Inuit organization releases strategy to eliminate TB by 2030

Canada’s national Inuit organization released Monday its strategy to eliminate by 2030 the “staggeringly high rates” of tuberculosis (TB) among Inuit leaving in a vast region of the Canadian Arctic stretching from the Labrador Sea in the east to the Beaufort Sea in the west.
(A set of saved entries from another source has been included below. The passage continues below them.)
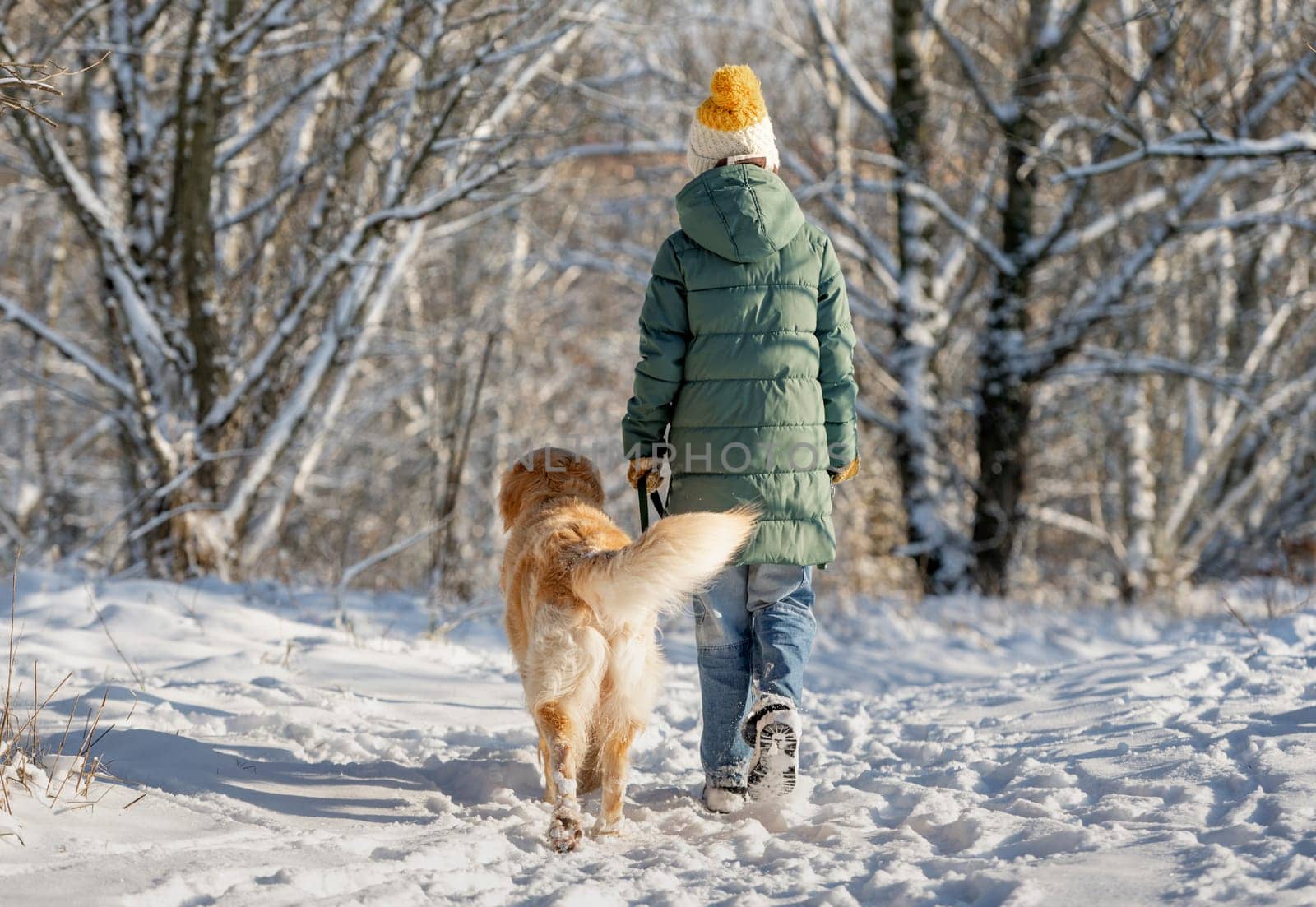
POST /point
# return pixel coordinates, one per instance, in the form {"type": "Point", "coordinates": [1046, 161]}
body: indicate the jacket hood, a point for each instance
{"type": "Point", "coordinates": [741, 212]}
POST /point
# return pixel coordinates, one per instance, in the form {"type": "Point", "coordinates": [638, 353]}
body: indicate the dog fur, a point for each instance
{"type": "Point", "coordinates": [582, 610]}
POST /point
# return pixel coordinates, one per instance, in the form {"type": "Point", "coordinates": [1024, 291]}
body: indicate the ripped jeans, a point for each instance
{"type": "Point", "coordinates": [754, 628]}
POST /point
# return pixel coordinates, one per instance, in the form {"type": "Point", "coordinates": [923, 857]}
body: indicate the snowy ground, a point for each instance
{"type": "Point", "coordinates": [971, 755]}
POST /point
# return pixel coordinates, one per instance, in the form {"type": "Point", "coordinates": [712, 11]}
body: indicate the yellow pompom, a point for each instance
{"type": "Point", "coordinates": [736, 100]}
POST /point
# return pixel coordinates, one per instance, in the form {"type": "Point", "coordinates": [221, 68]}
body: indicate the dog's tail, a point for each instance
{"type": "Point", "coordinates": [665, 567]}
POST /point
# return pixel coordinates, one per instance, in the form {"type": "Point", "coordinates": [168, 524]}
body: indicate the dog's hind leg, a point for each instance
{"type": "Point", "coordinates": [616, 762]}
{"type": "Point", "coordinates": [550, 794]}
{"type": "Point", "coordinates": [566, 740]}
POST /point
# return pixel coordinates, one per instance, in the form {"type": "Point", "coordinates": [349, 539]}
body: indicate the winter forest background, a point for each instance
{"type": "Point", "coordinates": [286, 283]}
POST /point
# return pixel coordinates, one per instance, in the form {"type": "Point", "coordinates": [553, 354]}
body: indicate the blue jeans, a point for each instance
{"type": "Point", "coordinates": [754, 630]}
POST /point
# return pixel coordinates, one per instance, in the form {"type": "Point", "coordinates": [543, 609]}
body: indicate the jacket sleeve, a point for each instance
{"type": "Point", "coordinates": [664, 336]}
{"type": "Point", "coordinates": [836, 363]}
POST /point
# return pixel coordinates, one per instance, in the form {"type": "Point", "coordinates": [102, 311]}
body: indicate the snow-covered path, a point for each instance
{"type": "Point", "coordinates": [971, 755]}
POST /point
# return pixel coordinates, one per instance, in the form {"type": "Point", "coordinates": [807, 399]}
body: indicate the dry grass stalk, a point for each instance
{"type": "Point", "coordinates": [23, 756]}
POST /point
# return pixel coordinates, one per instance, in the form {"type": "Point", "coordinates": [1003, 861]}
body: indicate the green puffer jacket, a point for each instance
{"type": "Point", "coordinates": [745, 346]}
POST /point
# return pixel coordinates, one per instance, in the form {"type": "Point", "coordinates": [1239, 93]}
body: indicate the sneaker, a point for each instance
{"type": "Point", "coordinates": [723, 799]}
{"type": "Point", "coordinates": [773, 729]}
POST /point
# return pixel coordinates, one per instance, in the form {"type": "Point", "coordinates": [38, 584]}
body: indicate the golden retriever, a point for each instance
{"type": "Point", "coordinates": [582, 610]}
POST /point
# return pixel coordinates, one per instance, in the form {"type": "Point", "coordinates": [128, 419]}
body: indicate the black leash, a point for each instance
{"type": "Point", "coordinates": [644, 504]}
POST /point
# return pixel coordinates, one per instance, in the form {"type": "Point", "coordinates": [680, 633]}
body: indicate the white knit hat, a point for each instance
{"type": "Point", "coordinates": [732, 123]}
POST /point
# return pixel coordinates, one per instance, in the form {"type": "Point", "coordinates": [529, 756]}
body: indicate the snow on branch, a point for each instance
{"type": "Point", "coordinates": [1280, 146]}
{"type": "Point", "coordinates": [70, 350]}
{"type": "Point", "coordinates": [1006, 115]}
{"type": "Point", "coordinates": [860, 86]}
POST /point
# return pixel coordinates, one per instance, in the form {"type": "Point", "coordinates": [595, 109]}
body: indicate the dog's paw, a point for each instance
{"type": "Point", "coordinates": [565, 832]}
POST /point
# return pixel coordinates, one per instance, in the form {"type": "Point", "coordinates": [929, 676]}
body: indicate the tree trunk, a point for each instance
{"type": "Point", "coordinates": [928, 537]}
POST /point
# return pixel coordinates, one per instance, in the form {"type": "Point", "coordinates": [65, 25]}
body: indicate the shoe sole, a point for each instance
{"type": "Point", "coordinates": [773, 773]}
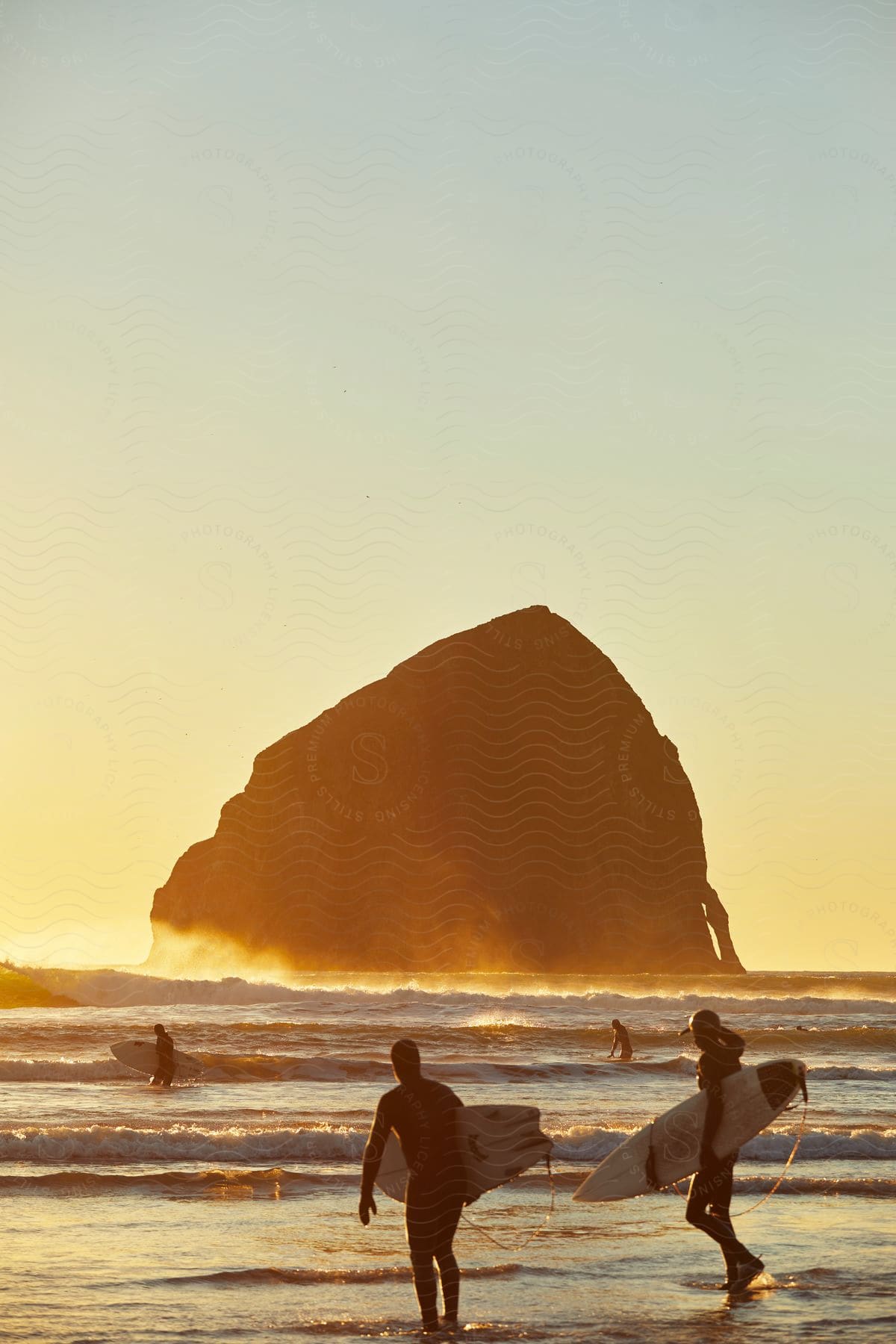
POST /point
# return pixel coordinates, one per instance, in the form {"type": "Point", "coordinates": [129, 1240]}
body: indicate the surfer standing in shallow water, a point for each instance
{"type": "Point", "coordinates": [423, 1115]}
{"type": "Point", "coordinates": [711, 1187]}
{"type": "Point", "coordinates": [621, 1039]}
{"type": "Point", "coordinates": [166, 1058]}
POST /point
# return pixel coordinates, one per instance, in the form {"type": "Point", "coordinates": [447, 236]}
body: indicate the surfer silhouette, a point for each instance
{"type": "Point", "coordinates": [422, 1113]}
{"type": "Point", "coordinates": [711, 1187]}
{"type": "Point", "coordinates": [166, 1058]}
{"type": "Point", "coordinates": [621, 1039]}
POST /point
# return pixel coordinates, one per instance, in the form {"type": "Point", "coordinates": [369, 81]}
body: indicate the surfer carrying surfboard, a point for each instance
{"type": "Point", "coordinates": [423, 1116]}
{"type": "Point", "coordinates": [711, 1187]}
{"type": "Point", "coordinates": [166, 1054]}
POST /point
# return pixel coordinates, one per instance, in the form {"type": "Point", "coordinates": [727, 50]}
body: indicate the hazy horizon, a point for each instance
{"type": "Point", "coordinates": [331, 337]}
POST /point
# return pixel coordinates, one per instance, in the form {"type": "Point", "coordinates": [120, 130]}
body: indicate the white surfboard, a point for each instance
{"type": "Point", "coordinates": [497, 1142]}
{"type": "Point", "coordinates": [143, 1055]}
{"type": "Point", "coordinates": [753, 1098]}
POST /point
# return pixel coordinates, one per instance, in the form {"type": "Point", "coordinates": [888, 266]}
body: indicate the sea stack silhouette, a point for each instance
{"type": "Point", "coordinates": [500, 801]}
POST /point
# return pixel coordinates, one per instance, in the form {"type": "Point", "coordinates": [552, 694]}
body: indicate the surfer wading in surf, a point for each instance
{"type": "Point", "coordinates": [423, 1115]}
{"type": "Point", "coordinates": [621, 1039]}
{"type": "Point", "coordinates": [711, 1187]}
{"type": "Point", "coordinates": [166, 1055]}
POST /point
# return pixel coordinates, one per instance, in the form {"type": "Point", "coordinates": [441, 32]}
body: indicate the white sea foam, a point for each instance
{"type": "Point", "coordinates": [309, 1144]}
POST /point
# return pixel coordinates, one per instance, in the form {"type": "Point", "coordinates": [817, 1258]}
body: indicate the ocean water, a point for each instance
{"type": "Point", "coordinates": [226, 1209]}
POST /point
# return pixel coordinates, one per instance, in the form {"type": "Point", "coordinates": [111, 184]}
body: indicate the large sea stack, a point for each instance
{"type": "Point", "coordinates": [500, 801]}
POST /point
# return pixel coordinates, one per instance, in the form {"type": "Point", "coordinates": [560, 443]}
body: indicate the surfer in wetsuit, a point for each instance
{"type": "Point", "coordinates": [166, 1057]}
{"type": "Point", "coordinates": [422, 1113]}
{"type": "Point", "coordinates": [621, 1039]}
{"type": "Point", "coordinates": [711, 1187]}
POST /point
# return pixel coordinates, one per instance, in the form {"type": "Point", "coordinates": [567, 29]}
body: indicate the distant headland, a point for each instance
{"type": "Point", "coordinates": [500, 801]}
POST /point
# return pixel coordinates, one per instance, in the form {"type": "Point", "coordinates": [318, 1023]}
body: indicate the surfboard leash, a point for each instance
{"type": "Point", "coordinates": [544, 1222]}
{"type": "Point", "coordinates": [788, 1164]}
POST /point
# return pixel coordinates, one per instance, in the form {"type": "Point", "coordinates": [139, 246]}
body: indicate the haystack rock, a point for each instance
{"type": "Point", "coordinates": [500, 801]}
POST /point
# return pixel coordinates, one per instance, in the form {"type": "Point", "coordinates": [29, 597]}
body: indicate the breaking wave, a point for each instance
{"type": "Point", "coordinates": [276, 1147]}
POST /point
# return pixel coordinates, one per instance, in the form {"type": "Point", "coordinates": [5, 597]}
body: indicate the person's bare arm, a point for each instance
{"type": "Point", "coordinates": [373, 1157]}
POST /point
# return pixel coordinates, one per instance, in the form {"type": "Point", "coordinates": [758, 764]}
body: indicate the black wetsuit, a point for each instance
{"type": "Point", "coordinates": [709, 1195]}
{"type": "Point", "coordinates": [166, 1066]}
{"type": "Point", "coordinates": [422, 1115]}
{"type": "Point", "coordinates": [621, 1039]}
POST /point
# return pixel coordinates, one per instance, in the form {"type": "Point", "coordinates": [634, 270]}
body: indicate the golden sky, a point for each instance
{"type": "Point", "coordinates": [329, 339]}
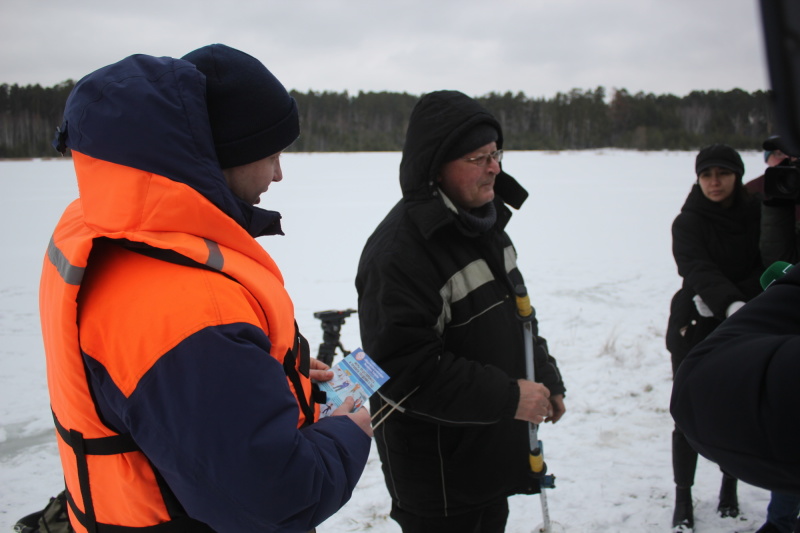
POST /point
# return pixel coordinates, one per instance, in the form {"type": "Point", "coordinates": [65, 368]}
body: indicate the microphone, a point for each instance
{"type": "Point", "coordinates": [775, 271]}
The Inuit Tuberculosis Elimination Framework released by Inuit Tapiriit Kanatami, which represents about 65,000 Inuit living in the four regions of Canada’s north known collectively as Inuit Nunangat, also calls for an interim reduction in the reported rate of active TB of at least 50 per cent by 2025.

According to government statistics, in 2016 the reported rate of active TB among Inuit in the Canadian Arctic was over 300 times the reported rate of active TB among Canadian-born, non-Indigenous people.

“Eliminating TB among Inuit in Inuit Nunangat by 2030 is an ambitious goal that will require deep commitment and ongoing, multilateral efforts,” said in a statement ITK president Natan Obed.

“This framework serves to clear the path and guide the work across governments, Inuit regions and organizations, communities and healthcare professionals.”

Inuit-led approach

Minister of Indigenous Services Jane Philpott said the release of the framework underscores the ongoing commitment led by ITK, alongside Ottawa and the provincial and territorial governments, to prevent and treat tuberculosis in a culturally appropriate way.

Today marks an essential step forward towards eliminating tuberculosis (TB) among Inuit living in Inuit Nunangat,” Philpott said in a statement. “We fully support this Inuit-led and Inuit-driven approach to address the social determinants of health that drive this epidemic and, ensure that the disproportionately high rates of TB affecting Inuit are fully addressed once and for all.”

The high rate of TB in Inuit communities is rooted in multiple factors, including inadequate housing, food insecurity, poverty, stigma, and the enduring impacts of government-led TB control measures during the 1940s and 1950s that transported many Inuit south by ship to TB hospitals thousands of kilometres away from their families and communities, ITK said.

Those who survived did not return home for several years. In some situations, the fate of those who did not return remains unknown.

To overcome some that negative historic baggage, the framework received input and guidance from the Inuit TB Task Force and the Inuit Public Health Task Group (IPHTG), ITK said.

It focuses on six priority areas for action and investment, including enhancing TB care and prevention programming; reducing poverty; empowering and mobilizing communities; strengthening TB care and prevention capacity in the north; developing and implementing Inuit-specific solutions; and ensuring accountability for TB elimination.